Scientists report numerous dolphins have signs of malnutrition, skin lesions and other illnesses. The lesions are attributed to the large influx of freshwater into the bay, which can irritate the skin of dolphins and throw off the balance of their feeding areas.
“This pulse of freshwater received by the Gulf of Mexico and its coastlines exceeded the volume of water of the entire Chesapeake Bay,” according to a statement from the Galveston Bay Foundation. “Because the brunt of the rainfall took place on the Texas coast, including the Galveston Bay watershed, Galveston Bay has received an unprecedented volume of freshwater.”
Kristi Fazioli, a research associate at the University of Houston-Clear Lake’s Environmental Institute of Houston, has been studying the dolphins in Galveston Bay since 2013. She told a Houston newspaper she also noticed the lesions on dolphins after the 2015 Memorial Day and 2016 Tax Day floods, when millions of gallons of freshwater ran into the bay.

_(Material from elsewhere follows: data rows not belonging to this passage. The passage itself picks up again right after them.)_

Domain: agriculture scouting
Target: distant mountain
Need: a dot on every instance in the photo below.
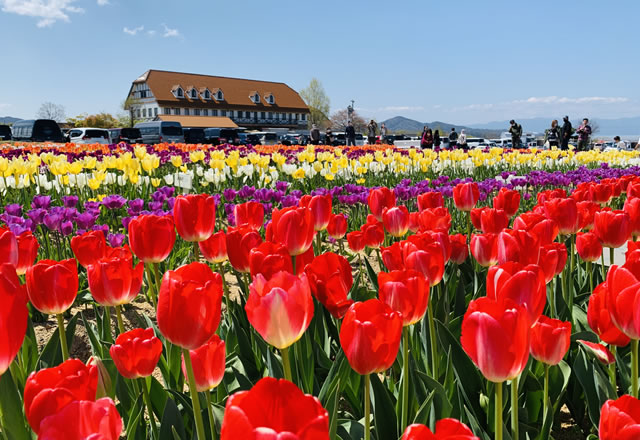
(8, 120)
(606, 127)
(400, 124)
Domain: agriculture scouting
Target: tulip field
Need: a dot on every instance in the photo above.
(309, 293)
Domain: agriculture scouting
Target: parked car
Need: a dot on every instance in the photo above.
(161, 131)
(129, 135)
(194, 135)
(89, 135)
(37, 130)
(5, 133)
(217, 136)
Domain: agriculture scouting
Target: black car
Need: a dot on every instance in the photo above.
(194, 135)
(129, 135)
(5, 133)
(37, 130)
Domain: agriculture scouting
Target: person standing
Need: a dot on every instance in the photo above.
(516, 133)
(383, 133)
(315, 135)
(462, 140)
(567, 131)
(350, 134)
(372, 128)
(584, 135)
(552, 135)
(453, 138)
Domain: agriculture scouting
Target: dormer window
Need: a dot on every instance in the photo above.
(178, 92)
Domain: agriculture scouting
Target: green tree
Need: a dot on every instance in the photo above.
(318, 102)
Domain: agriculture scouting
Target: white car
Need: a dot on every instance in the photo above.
(89, 136)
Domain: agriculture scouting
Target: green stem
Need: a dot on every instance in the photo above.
(212, 422)
(612, 370)
(367, 408)
(498, 411)
(194, 394)
(515, 428)
(286, 364)
(147, 401)
(119, 319)
(63, 337)
(546, 390)
(634, 368)
(405, 377)
(432, 338)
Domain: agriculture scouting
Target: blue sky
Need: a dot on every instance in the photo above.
(455, 61)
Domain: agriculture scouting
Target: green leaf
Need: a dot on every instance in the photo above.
(13, 422)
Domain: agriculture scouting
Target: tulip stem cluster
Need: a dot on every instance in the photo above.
(197, 414)
(63, 337)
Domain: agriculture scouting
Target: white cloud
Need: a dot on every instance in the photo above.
(168, 32)
(47, 11)
(133, 31)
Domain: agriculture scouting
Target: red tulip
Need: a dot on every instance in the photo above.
(586, 214)
(89, 247)
(337, 227)
(52, 286)
(599, 318)
(208, 363)
(274, 409)
(268, 259)
(370, 336)
(565, 213)
(588, 246)
(406, 292)
(623, 294)
(484, 248)
(459, 248)
(466, 195)
(214, 248)
(508, 200)
(152, 237)
(13, 315)
(396, 221)
(613, 228)
(240, 242)
(48, 391)
(113, 280)
(435, 219)
(136, 353)
(550, 340)
(632, 208)
(495, 335)
(380, 199)
(356, 242)
(601, 352)
(189, 305)
(27, 251)
(620, 419)
(553, 258)
(524, 285)
(281, 308)
(82, 420)
(195, 216)
(330, 280)
(446, 429)
(321, 209)
(431, 199)
(250, 215)
(293, 227)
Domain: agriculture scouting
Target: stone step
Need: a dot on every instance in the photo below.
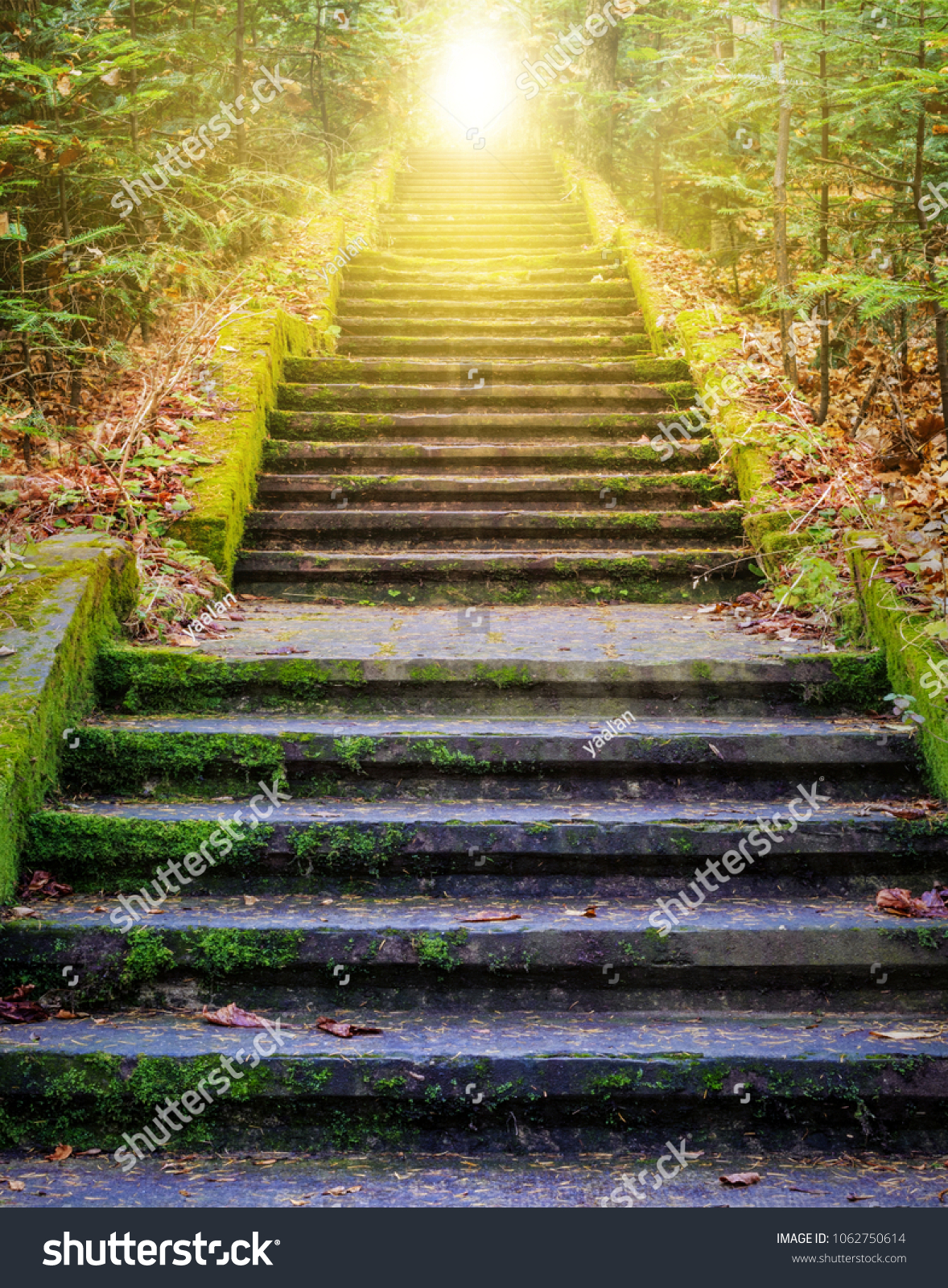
(587, 330)
(673, 762)
(488, 849)
(732, 953)
(487, 1085)
(512, 576)
(386, 261)
(451, 307)
(388, 530)
(606, 263)
(490, 461)
(491, 397)
(493, 347)
(486, 428)
(480, 293)
(589, 663)
(546, 371)
(444, 223)
(585, 491)
(460, 245)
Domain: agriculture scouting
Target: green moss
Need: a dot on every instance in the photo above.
(147, 957)
(435, 948)
(113, 760)
(227, 952)
(332, 850)
(352, 751)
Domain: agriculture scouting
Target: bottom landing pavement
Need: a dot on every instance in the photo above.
(854, 1182)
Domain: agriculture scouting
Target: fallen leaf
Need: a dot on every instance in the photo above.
(499, 916)
(19, 1009)
(233, 1018)
(902, 1034)
(343, 1030)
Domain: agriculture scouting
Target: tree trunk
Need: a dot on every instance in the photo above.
(823, 232)
(930, 240)
(596, 119)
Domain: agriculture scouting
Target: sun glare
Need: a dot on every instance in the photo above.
(474, 85)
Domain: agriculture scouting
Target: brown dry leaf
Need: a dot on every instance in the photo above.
(740, 1179)
(495, 916)
(902, 1034)
(233, 1018)
(343, 1030)
(19, 1010)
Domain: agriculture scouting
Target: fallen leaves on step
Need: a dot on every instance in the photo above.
(495, 916)
(44, 884)
(19, 1009)
(233, 1018)
(343, 1030)
(901, 903)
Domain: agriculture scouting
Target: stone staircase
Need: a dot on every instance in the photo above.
(482, 435)
(497, 738)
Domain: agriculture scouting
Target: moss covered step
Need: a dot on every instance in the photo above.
(641, 491)
(386, 530)
(437, 1080)
(450, 397)
(553, 371)
(447, 272)
(490, 291)
(486, 429)
(501, 760)
(388, 261)
(503, 577)
(551, 328)
(474, 244)
(488, 460)
(514, 661)
(486, 849)
(412, 221)
(416, 951)
(493, 347)
(591, 304)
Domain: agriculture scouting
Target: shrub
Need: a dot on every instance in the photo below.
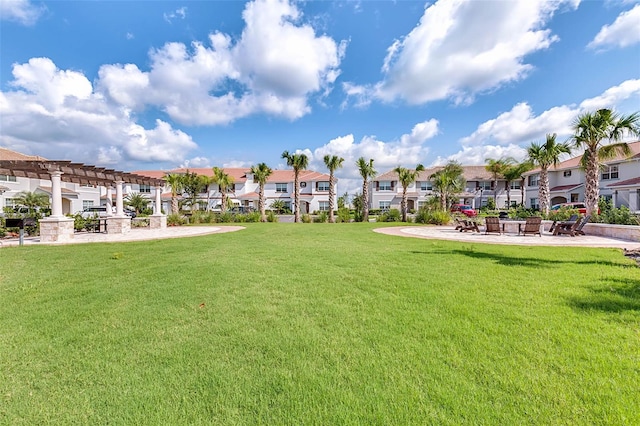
(392, 215)
(432, 217)
(175, 219)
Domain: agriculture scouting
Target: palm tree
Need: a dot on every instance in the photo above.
(224, 182)
(261, 173)
(545, 155)
(332, 162)
(447, 182)
(298, 162)
(514, 172)
(497, 168)
(406, 177)
(32, 201)
(176, 182)
(367, 172)
(589, 131)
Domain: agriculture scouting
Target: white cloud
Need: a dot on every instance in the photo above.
(511, 131)
(462, 48)
(273, 68)
(22, 11)
(58, 111)
(622, 33)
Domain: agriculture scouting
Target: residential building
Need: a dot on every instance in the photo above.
(619, 181)
(386, 191)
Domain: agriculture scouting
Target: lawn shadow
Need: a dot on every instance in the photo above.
(506, 260)
(617, 295)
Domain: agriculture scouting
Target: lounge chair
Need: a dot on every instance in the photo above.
(492, 224)
(584, 221)
(531, 226)
(567, 228)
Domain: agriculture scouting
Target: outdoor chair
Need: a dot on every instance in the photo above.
(567, 228)
(555, 222)
(531, 226)
(492, 224)
(584, 221)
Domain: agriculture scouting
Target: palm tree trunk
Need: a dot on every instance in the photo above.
(592, 182)
(543, 190)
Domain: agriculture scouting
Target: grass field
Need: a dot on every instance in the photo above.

The influx of freshwater may not be the only cause of the dolphins’ illnesses. Reports also show nearly 150 million gallons of raw sewage and industrial runoff from Houston’s bayous ran into Galveston Bay during and after Harvey. Nearly 100 companies reported chemical spills during the storm, much of which ran into the bay and altered the environment.
Researchers such as Fazioli are gathering data to determine if the lesions are caused by the bay’s lower salinity levels, the high amounts of pollutants or a combination of factors.
“[The lesions] are caused by an electrolyte imbalance, and it can affect body condition,” she said. “Some of [the dolphins] looked skinny, and that can affect their overall condition, which can affect things like reproduction and calf survival, these types of things.”